The speakers had been associated with Miss Loeb in her endeavors for the welfare of dependent children and widows.

“Her charity was different from all others. For it was not only the giving of alms, but the giving of opportunities,” declared Lieut.-Gov. Lehman. “I, from long association with her, had an opportunity to know her courage, her unending sympathy and ability to work against all obstacles. She had many interests and accomplished much, because she never knew the meaning of the word fail.

“Her overwhelming interest was the care and the health of the independent child. Her work tore down walls and inhibitions and set up instead a mother’s love and an opportunity for the child to grow up under the conditions under which he would have to live as an adult. Her philosophy of child care will endure beyond the lives of all of us. By carrying on the cause to which she dedicated her life, we may hope to keep fresh and green the memory of Sophie Irene Loeb.” he concluded.

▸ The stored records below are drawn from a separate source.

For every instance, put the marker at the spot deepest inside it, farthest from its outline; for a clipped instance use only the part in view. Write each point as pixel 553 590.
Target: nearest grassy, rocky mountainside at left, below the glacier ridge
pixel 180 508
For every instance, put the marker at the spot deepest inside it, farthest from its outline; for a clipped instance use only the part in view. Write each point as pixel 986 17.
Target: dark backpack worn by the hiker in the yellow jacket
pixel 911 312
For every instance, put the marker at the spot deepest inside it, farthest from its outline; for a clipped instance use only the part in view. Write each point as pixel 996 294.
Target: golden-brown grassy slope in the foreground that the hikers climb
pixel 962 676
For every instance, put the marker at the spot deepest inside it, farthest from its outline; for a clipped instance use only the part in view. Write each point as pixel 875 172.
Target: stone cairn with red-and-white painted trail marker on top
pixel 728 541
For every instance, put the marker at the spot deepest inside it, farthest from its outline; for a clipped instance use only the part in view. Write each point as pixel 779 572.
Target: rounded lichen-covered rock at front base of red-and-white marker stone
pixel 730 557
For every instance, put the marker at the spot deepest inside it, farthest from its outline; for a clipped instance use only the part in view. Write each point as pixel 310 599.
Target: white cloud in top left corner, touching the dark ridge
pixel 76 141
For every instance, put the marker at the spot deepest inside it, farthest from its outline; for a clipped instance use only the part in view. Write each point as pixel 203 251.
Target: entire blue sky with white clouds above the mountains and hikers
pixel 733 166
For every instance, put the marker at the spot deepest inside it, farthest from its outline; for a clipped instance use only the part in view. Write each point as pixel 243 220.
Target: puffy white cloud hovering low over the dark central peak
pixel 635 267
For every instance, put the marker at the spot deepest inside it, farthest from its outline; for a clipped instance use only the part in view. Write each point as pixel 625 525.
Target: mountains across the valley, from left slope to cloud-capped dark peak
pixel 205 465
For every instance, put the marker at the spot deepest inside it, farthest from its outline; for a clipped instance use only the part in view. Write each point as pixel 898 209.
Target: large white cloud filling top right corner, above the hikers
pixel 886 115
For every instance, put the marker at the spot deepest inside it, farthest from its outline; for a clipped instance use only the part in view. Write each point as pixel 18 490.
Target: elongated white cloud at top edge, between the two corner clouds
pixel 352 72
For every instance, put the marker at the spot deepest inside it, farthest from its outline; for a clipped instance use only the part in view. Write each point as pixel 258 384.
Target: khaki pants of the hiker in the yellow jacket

“The Mayor of the City of New York is much poorer in the passing of Sophie Irene Loeb,” said Mayor Walker. “It is for that city I would utter a word, coming more from the heart than the mind, as coming from the thousands of widows and orphans who have known her beneficence.

“In fifty years, Sophie Irene Loeb made a contribution to humanity not matched by centuries of living. Thousands of children, orphans, found in her a substitute seldom offered in the history of mankind. To despairing hearts she brought sweetness, freshness, hope. Ours is a finer, better, more wonderful commonwealth because of her. And the nation as well as the city and state have reaped the benefits of that vision which first saw its fruits in New York. Her influence cannot be replaced. A monument will be builded for her, not necessarily of granite, but into the hearts of thousands of littles ones and will be handed down from mother to child in succeeding generations.”

Dr. Wise, who officiated, said: “Since the representatives of both the city and state have already expressed the community sense of indebtedness to the leadership in well-doing of Sophie Irene Loeb, it is not needful for me to do more than point out the source of her idealism and her inspiration. Since her birth in Russia half a century ago, her life was rooted in the Jewish home, and she was an utterly loyal daughter of her people, although in her dreams and in her deeds she (Continued on Page 4)

recognized no barrier of race or creed.

“Out of the great Jewish tradition in which she was nurtured she derived her sense of the sanctity of the rights alike of motherhood and of childhood. It was her derivation from the ancient ideals of her people that caused her to be satisfied with nothing less than justice as the only solvent of all social problem.”